The NHS spent over £1bn on diabetes drugs last year, accounting for over 11% of the total cost of prescribing in primary care, new figures have revealed.
The latest NHS Digital statistics also found that 53m items were prescribed for diabetes in 2017/18, 1m more than the year before, and 22m more than in 2007/08.
The report, published yesterday, revealed that of the £8.9bn spent on primary care prescribing, £1.01bn (11.4%) was attributed to diabetes drugs.

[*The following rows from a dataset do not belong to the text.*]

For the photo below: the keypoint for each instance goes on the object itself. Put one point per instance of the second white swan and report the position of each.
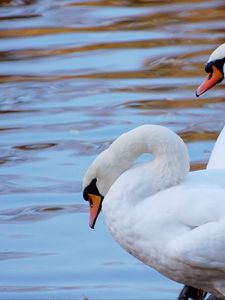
(169, 218)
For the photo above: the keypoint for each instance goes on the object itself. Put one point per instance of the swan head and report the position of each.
(91, 194)
(97, 181)
(215, 69)
(168, 166)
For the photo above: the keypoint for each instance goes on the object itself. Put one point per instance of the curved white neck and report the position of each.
(170, 157)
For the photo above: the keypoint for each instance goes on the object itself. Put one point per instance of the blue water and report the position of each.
(73, 76)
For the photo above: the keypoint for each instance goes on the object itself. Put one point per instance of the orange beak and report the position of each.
(95, 202)
(212, 78)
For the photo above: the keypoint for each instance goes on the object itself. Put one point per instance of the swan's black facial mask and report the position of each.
(95, 199)
(215, 75)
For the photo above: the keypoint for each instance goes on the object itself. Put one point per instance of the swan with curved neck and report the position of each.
(215, 68)
(169, 218)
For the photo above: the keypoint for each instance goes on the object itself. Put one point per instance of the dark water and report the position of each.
(73, 76)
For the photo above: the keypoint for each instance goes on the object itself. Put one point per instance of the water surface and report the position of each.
(73, 76)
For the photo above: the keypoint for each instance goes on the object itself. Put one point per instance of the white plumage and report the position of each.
(171, 219)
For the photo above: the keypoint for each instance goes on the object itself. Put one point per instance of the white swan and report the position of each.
(215, 68)
(171, 219)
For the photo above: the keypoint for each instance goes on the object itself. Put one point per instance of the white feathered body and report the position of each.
(169, 218)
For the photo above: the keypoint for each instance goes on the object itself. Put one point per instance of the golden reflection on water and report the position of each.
(73, 76)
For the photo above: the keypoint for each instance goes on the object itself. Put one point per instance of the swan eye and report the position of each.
(90, 201)
(210, 75)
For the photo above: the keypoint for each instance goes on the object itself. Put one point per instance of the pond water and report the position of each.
(73, 76)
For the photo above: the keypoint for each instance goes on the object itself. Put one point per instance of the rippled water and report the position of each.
(73, 76)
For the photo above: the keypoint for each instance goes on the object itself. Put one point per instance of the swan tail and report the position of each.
(217, 157)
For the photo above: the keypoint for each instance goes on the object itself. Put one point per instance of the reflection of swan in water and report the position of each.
(215, 68)
(171, 219)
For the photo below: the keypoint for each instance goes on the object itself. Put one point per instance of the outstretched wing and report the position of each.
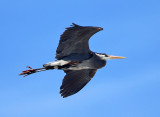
(74, 40)
(74, 81)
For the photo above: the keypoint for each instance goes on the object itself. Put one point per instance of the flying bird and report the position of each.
(75, 58)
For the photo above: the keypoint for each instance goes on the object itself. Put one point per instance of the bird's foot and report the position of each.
(28, 72)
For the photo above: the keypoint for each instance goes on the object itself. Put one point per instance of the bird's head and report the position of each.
(108, 57)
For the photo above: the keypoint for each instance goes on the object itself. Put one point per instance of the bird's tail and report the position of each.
(31, 71)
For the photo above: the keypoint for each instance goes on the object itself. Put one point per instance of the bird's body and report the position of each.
(76, 59)
(95, 61)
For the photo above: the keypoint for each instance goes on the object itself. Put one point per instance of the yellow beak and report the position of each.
(115, 57)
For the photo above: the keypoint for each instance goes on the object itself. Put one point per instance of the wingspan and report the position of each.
(75, 40)
(74, 81)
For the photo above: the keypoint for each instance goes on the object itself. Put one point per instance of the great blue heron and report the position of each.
(76, 59)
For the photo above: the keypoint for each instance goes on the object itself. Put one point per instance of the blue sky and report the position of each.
(29, 35)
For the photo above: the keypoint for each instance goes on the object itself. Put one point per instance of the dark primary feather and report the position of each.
(75, 40)
(74, 81)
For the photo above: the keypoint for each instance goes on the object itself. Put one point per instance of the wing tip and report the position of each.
(73, 25)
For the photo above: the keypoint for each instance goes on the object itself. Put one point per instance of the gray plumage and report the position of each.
(75, 58)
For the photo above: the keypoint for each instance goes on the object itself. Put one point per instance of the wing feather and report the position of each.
(75, 40)
(74, 81)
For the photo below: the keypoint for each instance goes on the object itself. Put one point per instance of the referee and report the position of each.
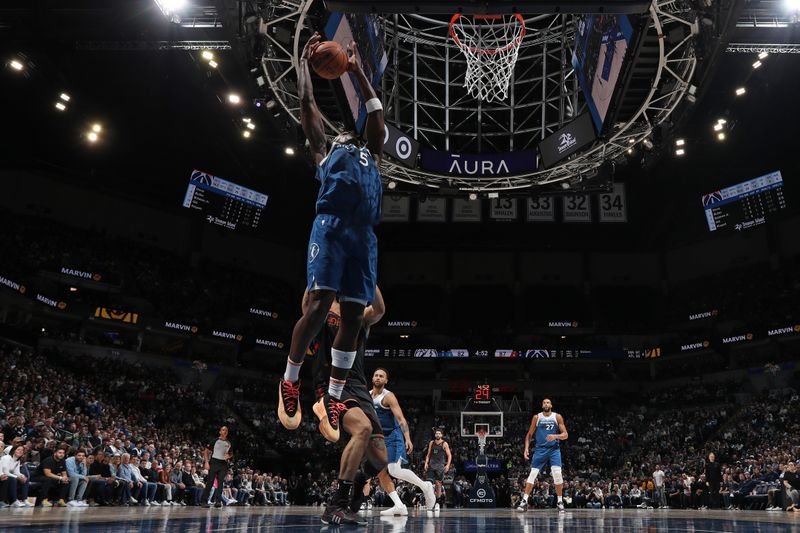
(217, 466)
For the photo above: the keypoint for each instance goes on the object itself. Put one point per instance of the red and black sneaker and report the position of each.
(289, 411)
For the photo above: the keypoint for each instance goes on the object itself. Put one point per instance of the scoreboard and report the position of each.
(224, 203)
(745, 205)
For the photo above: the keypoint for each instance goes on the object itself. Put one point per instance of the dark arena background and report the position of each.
(591, 202)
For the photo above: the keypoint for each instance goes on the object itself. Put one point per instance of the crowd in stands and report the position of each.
(86, 431)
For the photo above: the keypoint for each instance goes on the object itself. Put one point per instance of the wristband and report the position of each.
(374, 104)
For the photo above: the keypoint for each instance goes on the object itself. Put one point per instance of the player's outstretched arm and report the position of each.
(391, 402)
(529, 436)
(375, 126)
(310, 116)
(375, 311)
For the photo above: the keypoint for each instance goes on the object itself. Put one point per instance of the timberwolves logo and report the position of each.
(201, 177)
(565, 142)
(313, 252)
(712, 198)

Looking at quantity of items, it found that 5% of all 1.1billion items prescribed in primary care were for drugs used in diabetes.
The document said: ‘Since 2007/08, “drugs used in diabetes”, has accounted for the highest cost of any of the British National Formulary sections listed.
‘The number of items prescribed in England has increased every year since 2007/08. 53.4m items were prescribed for diabetes in 2017/18, up from 52.0m in 2016/17, and 30.8m in 2007/08.’
London-based GP and head of primary care at Imperial College London Professor Azeem Majeed, who specialises in diabetes, said: ‘The very high costs to the NHS of treating diabetes are an inevitable consequence of the increase in the prevalence of type 2 diabetes in recent decades.’
‘We need effective strategies at both population and individual level, and changes in the obesogenic environment we live in, to reverse these adverse lifestyle- associated factors and bring down the prevalence of type 2 diabetes,’ he added.
According to Diabetes UK, the condition ‘is responsible for 26,000 early deaths per year alongside serious complications such as blindness, amputation or stroke’.
Head of Policy at Diabetes UK Robin Hewings said: ‘This data shows that diabetes prescribing costs £1bn, but it’s estimated that the total cost to the NHS is over £10bn a year so the real price we have to pay for diabetes is not medications, but the devastating and expensive complications.
‘That’s why we need to focus spending more money on helping people manage their diabetes well. The NHS needs to maintain its focus on diabetes in its long term plan, and particularly to make sure that people receive the education, care and technologies to help them manage their condition safely.’